Violenza sessuale tentata e non consumata a carico di chi poggia una mano sulla coscia della minore, 13 maggio 2013

da | Mag 14, 2013 | Anno 2013

Violenza sessuale tentata e non consumata a carico di chi poggia una mano sulla coscia della minore
È escluso che il contatto fisico con zone «non erogene» configuri una violazione della libertà di autodeterminazione della vittima nella sua sfera intima

 
 

Non commette violenza sessuale consumata ma tentata chi poggia una mano sulla coscia della minorenne, visto che il contatto fisico verso zone non erogene non configura una violazione della libertà di autodeterminazione della vittima nella sua sfera sessuale. Lo ha sancito la Corte di cassazione che, con la sentenza 20370 del 13 maggio 2013, ha annullato la sentenza impugnata da un 70enne contro il giudizio di colpevolezza della Corte d’appello di Roma che lo ha condannato a un anno e 8 mesi tentata per violenza sessuale ai danni di una quattordicenne.

Il caso
L’uomo ha caricato in macchina la bambina per un passaggio fino a casa. Durante il tragitto le ha poggiato una mano sulla coscia, durato pochi attimi perché la ragazzina ha aperto lo sportello ed è scesa soccorsa da passanti. La terza sezione penale ha ribaltato la decisione della Corte capitolina ritenendo che non si configura il reato di violenza sessuale ma di tentata violenza sessuale, recriminando ai giudici di merito di non aver eseguito un’attenta analisi al fine di accertare se nel gesto compiuto dall’imputato fosse ravvisabile un tentativo di violenza sessuale ovvero una violenza sessuale consumata.

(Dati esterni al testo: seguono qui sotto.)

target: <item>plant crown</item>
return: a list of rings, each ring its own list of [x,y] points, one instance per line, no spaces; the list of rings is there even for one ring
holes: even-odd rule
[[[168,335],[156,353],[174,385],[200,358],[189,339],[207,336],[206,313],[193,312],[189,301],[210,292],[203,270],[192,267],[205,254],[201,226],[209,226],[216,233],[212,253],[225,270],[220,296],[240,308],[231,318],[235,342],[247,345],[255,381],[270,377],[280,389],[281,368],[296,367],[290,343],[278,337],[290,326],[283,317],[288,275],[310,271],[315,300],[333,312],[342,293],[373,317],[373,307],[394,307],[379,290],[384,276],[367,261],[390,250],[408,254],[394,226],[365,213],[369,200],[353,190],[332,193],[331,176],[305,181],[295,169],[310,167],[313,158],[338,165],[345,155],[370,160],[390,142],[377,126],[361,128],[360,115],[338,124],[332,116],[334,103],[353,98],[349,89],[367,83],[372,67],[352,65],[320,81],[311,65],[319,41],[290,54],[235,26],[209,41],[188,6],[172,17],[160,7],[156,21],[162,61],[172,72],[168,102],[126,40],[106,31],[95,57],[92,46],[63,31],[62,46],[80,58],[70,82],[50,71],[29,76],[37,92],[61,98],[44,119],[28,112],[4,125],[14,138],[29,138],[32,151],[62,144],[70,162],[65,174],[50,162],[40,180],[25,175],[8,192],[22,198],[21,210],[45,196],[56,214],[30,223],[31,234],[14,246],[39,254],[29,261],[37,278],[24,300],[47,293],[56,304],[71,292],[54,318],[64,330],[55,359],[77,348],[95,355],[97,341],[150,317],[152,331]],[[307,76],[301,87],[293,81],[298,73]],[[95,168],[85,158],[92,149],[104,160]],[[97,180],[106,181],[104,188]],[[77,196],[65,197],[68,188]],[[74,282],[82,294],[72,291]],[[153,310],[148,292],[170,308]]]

Al riguardo, la Suprema corte ha osservato che «ai fini della integrazione del tentativo di reato a sfondo sessuale deve ricorrere, sul piano soggettivo, l’intenzione dell’agente di raggiungere l’appagamento delle proprie bramosie sessuali mentre, sul piano oggettivo, la condotta deve risultare idonea a violare la libertà di autodeterminazione della vittima nella sua sfera sessuale, anche, eventualmente, ma non necessariamente, attraverso contatti fisici, sia pure di tipo superficiale e/o fugace, non indirizzati verso zone “erogene” suscettibili di eccitare la concupiscenza sessuale». E ancora, che «il discrimine tra la violenza sessuale tentata e quella consumata nella individuazione della zona corporea presa di mira dall’agente: laddove l’atto posto in essere dall’agente indirizzato verso una zona “erogena” raggiunga una zona “non erogena” vuoi per la reazione della vittima, vuoi per effetto di altre circostanze indipendenti dalla volontà dell’agente, dovrà configurarsi la fattispecie tentata e non quella consumata, la quale si verificherà, invece, laddove toccamenti, palpeggiamenti o altri gesti equivalenti, anche se di breve durata e non connotati da violenza, attingano le zone corporee “sensibili”, non essendo necessario, ai fini della consumazione del reato, il raggiungimento della soddisfazione erotica». Pertanto, la parola torna alla Corte romana per un nuovo giudizio.